Yes, I may have slightly felt like a kindergartener, but the image of that chart remained imprinted in my mind as a symbol of the complexity and duality of not only myself, but all of us. Within us exist entire universes of emotions and feelings — one day you (and I) can be stoic and collected, and the next day we can be impassioned and lively. Bad bitchery, as my aforementioned group chat coined it, isn’t a contract you sign for eternity to never feel emotions like Ariel signed away her voice to Ursula. To me, it’s trusting your mind and being kind to yourself. In this day and age where emotions are seen as liabilities, I fall into many mental traps of thinking of myself as weak, and “all talk, zero game” when it comes to being Miss Independent. Then, a sense of cognitive dissonance is created: we objectively know our worth on paper, yet don’t act on that knowledge for a vague reason that maybe self-reflection (or therapy) will unearth one day. So on one hand, some of us find ourselves being “down bad,” and on the other hand, we simultaneously give ourselves a hard time for being in that state of mind.
Modern-day discourse in the media on relationships and love makes many arguments about the benefits of being emotionless and heartless, but when that heart inevitably does feel, we may think we’ve betrayed our model of 21st-century norms. Moreover, tapping into the image of “Cool Girl” for men (or as I call it, partaking in the pick-me industrial complex) even further emphasizes prioritizing your perception in the male gaze above who you actually are. Overall, in relationships, situationships and all the -ships in between, college culture seems to operate on the modality of not addressing genuine emotions. Many of us internally attempt to rewire our brains to not care, and to think that wanting a man in our lives is weak. Externally, we simultaneously try to convince them that we’re unbothered by their emotional unavailability, always down to “go with the flow.” What’s the end result? An all-encompassing sense of disconnect, one way or another, in which we refuse to acknowledge or prioritize what we feel and want to do in the midst of fitting into a persona.
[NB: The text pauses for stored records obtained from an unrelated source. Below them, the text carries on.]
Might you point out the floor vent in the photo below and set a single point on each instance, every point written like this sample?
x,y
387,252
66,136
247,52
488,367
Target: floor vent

So if you find yourself in the same realm of cognitive dissonance as I have, my unsolicited advice is to not admonish your heart, but be compassionate to it. Somewhere out there, my friends who gave me this very same advice are reading this right now rolling their eyes, and yes, I am giving advice that’s been hard for me to internalize. Where I am right now is at a place of learning about the most impactful person in my life: myself. When I think about the ways in which my feelings may not exactly be linear, I remind myself that we all operate on a spectrum of emotions, tapping in and out based on the sheer nature of our predispositions and past experiences. I know that I love abundantly, be it to myself, my family, my friends, my Spotify playlists or whoever ~he~ may be one day.
On the days (like this one, not like most) in which I scoff at the mention of my birthday being Valentine’s Day, I try to remind myself that something in the universe aligned to bring about my existence on a day many around the world were celebrating love. I choose to take that as an honor and as a result not be afraid of all the different shades in which my love manifests itself. And maybe it gives me the final word — I’m not ashamed to hope that when Mr. Him thinks of love, he thinks of me. Regardless, I know I am.